Talk about cold duck. Candyce Canzioneri took this photo on Alum Creek, Westerville, Ohio.

“All memoirs have one thing in common: each book charts the struggle between the subject of the memoir and the self. Almost always the subject is something other than the writer while the self, of course, is the writer.”—Thomas Larson

Tom Larson is an author, essayist, and journalist. He’s a generous writing-world friend, one with slightly different taste in memoirs than mine, neither of which negates the fact that he’s a flat-out brilliant theorist of memoir. I favor narrative-driven memoirs, and I think he prefers more reflective ones. In any case, he knows what makes all successful ones work. His own memoir essays are wonderful; sometimes I have my students read his haunting “The Woman on the Corner.” I previously reviewed his books The Memoir and the Memoirist: Reading and Writing Personal Narrative and The Saddest Music Ever Written: The Story of Samuel Barber’s “Adagio for Strings.”

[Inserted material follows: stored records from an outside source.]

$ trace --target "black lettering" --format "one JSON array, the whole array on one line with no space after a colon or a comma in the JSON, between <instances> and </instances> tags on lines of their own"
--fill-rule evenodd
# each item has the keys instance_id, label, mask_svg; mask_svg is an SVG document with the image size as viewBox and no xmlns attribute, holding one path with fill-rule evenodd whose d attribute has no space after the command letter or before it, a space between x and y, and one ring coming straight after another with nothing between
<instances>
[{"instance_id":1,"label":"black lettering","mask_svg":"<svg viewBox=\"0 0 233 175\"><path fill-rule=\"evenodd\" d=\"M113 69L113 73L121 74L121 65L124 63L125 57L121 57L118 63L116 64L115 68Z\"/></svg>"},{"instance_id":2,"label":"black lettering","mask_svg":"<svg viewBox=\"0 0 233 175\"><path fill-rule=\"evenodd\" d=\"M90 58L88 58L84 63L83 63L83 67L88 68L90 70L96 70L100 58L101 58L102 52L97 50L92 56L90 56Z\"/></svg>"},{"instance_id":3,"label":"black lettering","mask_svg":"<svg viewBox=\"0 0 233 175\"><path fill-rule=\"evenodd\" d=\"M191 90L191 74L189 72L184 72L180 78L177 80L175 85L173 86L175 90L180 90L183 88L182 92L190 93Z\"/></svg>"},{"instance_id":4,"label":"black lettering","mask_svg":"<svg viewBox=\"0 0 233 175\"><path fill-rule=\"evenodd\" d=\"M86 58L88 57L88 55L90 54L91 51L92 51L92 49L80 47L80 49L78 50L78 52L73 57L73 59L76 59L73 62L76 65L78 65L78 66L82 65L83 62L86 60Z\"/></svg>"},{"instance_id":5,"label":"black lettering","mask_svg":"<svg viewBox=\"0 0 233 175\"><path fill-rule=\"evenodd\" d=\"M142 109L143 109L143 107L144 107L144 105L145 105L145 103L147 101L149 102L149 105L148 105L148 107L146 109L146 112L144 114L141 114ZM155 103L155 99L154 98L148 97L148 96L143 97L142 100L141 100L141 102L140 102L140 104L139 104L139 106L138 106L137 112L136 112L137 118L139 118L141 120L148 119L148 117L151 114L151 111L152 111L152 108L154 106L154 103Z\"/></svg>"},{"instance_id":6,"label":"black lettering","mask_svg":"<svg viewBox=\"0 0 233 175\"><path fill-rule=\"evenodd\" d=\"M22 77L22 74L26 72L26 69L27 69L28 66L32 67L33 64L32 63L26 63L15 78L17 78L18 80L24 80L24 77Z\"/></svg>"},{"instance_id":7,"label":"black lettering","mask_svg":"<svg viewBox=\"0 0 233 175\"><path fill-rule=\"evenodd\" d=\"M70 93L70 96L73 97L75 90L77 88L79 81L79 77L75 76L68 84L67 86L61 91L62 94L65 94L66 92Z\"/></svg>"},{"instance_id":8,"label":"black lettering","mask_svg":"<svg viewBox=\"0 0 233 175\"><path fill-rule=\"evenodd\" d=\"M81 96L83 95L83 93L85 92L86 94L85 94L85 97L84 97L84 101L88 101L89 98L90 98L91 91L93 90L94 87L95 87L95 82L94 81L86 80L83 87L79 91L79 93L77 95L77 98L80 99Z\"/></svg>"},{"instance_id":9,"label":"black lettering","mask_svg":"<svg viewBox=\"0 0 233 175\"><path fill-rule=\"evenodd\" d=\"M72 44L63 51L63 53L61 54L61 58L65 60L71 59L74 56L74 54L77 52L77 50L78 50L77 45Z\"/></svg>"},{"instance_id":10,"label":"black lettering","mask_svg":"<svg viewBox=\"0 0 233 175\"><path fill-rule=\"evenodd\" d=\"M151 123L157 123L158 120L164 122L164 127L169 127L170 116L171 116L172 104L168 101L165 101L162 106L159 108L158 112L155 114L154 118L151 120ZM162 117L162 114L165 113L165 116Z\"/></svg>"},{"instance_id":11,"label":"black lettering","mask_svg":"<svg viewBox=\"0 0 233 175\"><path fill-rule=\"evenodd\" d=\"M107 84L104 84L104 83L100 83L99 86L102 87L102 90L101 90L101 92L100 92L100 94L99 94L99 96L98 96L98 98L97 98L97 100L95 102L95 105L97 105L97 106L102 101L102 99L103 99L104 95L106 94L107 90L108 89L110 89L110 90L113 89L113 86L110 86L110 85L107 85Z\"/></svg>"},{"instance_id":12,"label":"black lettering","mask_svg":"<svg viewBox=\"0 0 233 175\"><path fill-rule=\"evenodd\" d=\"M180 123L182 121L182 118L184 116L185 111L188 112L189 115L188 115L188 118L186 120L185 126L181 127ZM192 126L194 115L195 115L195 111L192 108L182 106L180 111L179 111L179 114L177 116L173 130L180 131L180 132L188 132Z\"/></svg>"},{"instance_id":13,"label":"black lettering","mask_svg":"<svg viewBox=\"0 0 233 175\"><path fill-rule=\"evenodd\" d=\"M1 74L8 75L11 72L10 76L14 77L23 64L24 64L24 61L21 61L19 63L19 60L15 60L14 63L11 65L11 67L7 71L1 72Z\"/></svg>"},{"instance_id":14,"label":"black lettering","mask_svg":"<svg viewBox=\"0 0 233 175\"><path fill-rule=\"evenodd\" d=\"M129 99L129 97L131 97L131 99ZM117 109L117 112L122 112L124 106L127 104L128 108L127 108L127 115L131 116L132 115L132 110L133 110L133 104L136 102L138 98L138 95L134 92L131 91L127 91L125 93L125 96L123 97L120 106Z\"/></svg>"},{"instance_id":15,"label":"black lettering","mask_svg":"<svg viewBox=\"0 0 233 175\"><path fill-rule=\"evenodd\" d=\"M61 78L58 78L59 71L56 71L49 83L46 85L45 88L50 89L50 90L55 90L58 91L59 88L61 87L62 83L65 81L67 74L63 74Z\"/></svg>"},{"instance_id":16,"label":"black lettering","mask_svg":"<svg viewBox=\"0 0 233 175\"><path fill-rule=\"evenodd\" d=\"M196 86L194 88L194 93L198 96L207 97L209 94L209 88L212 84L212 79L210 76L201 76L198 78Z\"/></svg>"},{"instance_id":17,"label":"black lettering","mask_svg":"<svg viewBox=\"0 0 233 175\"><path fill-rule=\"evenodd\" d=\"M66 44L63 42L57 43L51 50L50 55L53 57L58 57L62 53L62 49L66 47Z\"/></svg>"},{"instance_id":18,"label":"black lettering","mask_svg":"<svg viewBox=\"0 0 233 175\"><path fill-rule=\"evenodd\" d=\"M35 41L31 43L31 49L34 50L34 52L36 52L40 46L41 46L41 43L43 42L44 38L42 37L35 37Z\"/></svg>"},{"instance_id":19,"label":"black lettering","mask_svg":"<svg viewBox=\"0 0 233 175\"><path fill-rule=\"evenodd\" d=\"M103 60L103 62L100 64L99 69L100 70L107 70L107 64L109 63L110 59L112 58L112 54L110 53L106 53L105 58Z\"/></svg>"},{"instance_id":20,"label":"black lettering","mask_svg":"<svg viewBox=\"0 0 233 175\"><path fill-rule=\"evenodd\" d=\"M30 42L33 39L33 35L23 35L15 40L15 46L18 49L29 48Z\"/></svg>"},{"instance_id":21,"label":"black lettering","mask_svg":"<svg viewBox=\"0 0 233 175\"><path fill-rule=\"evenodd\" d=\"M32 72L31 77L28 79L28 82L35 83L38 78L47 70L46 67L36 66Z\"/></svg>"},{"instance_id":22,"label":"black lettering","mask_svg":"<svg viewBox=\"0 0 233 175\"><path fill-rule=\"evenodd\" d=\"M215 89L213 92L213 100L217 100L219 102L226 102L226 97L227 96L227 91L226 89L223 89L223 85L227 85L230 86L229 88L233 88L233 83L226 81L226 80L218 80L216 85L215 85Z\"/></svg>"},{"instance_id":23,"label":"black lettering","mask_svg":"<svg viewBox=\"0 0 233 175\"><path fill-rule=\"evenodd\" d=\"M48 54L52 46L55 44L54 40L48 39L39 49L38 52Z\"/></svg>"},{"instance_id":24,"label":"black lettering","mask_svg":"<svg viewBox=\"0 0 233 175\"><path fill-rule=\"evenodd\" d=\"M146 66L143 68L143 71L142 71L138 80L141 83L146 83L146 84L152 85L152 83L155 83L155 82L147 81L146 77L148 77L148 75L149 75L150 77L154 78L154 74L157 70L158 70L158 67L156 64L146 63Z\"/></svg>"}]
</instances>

The excerpts below are from his new Kindle e-book, What Exactly Happened: Four Essays on the Craft of Memoir, which is a great teaching resource and stimulating to any memoirist. I was especially struck by his thoughts on what, at base, is happening in an honest, effective personal story.

Truth in memoir refers to an accurate shaping of the writer’s emotions. The truth of one’s feelings, if you will. To get there we wrestle with our memories, for memory comes at us laced with emotions that have minds of their own: self-aggrandizing, defensive, unexamined, even false. The question arises: How do I find the truth of my feelings if I can’t quite trust my memory? What’s worse, those unfinished and less examined emotions in my life keep insisting I attend to them. Something haunts me, continues to form or challenge my character. Its truth—why I feel as I do—still escapes me.

Of my older brother and me, why was I my father’s favorite? Can I ever find the truth of what I believe was factually and emotionally true? Since I cannot know for sure—my father is long since dead—I shape my story to reflect what I feel based on reasonable evidence, evidence with which my brother has often disagreed. He has his side, and he must wrestle with mine.

If I delve deep enough, though, I will find an answer to why this question of favoritism in my family compels my attention. The irony here is that emotional truth is subjective because it is so often factually unknowable and must be got at or got to mostly via emotion and understanding.

Our attentiveness to such bedeviling questions plays itself out personally—the writer considers, analyzes, emotes, makes discoveries, pulls off the mask, is as honest as he can be. Indeed, the memoirist is trying to find and disclose what he doesn’t yet know about the subject or himself: that’s why he’s writing a memoir. The thing in us which resists honesty or disclosure may be a foe that we need to battle but we do not vanquish it as much as we measure its weight and integrate its relational power into our sensibility.

3 Comments

  • richard moore says:

    We are fortunate that so many of our best writers have reflected on how truth works in creative nonfiction, especially memoir. Mr Larson is especially lucid and sensible on this subject.

    I have often faced a particular dilemma in writing a memoir piece. It’s when I (as narrator) know a great deal about the main character, but am faced with crucial events that MUST have happened (a scene or dialogue) but which I did not personally witness, or even hear about from someone who was, etc. Now, its too late to ask. Yet, the story makes no sense without that missing scene, that dialogue. I am aware that such “created” material can be handled (I imagined that . . . .) but would appreciate hearing from Mr Larson how he handles such dilemmas. Thank you.

  • At the risk of self-promo, you might want to see how I handle the episodes in which I imagine my father, mother, and grandfather hearing and feeling Samuel Barber’s “Adagio for Strings” at crucial moments in the work’s history. Yes, I tell the read (in my book, “The Saddest Music Ever Written”) that these are imagined moments. This is the only time I’ve done this in memoir but I felt it necessary to advance the hybrid narrative I was writing about the personal and familial power of a famous piece of American music.

    Otherwise, check out how Carmen Gimenez Smith includes her mother’s journal (again three short excerpts) which she imagines to great effect in her memoir “Bring Down the Little Birds.” She integrates her voice into her mother’s, emphasizing a different kind of longing in her mother’s young motherhood to contrast and converge with her own motherhood in the memoir. It’s beautifully effective.

    The way to handle things is to see how others do it, then experiment for yourself. I would be careful about creating too many scenes and too much dialogue about things you did not witness or have no evidence for. Then it really becomes fiction. But hybrids are fascinating in ways they can hold our honesty taut.

    Tom

  • Becky says:

    Good way to put it Thomas… too many dialogues can make a story sound fiction. I must say that I recently read a book titled, “From Immigrant Housemaid to Harvard Ph.D.” by Jin Kyu Robertson Ph.D. and was pleasantly surprised at how well her story flowed. I seriously thought there would be too much to the book. It is about a girl who comes to the U.S. from Korea with very little, she works as a house made, and several other odd jobs, marries an abusive spouse, but then goes on to beat the odds. It is a lot to put into one book, but she did it beautifully.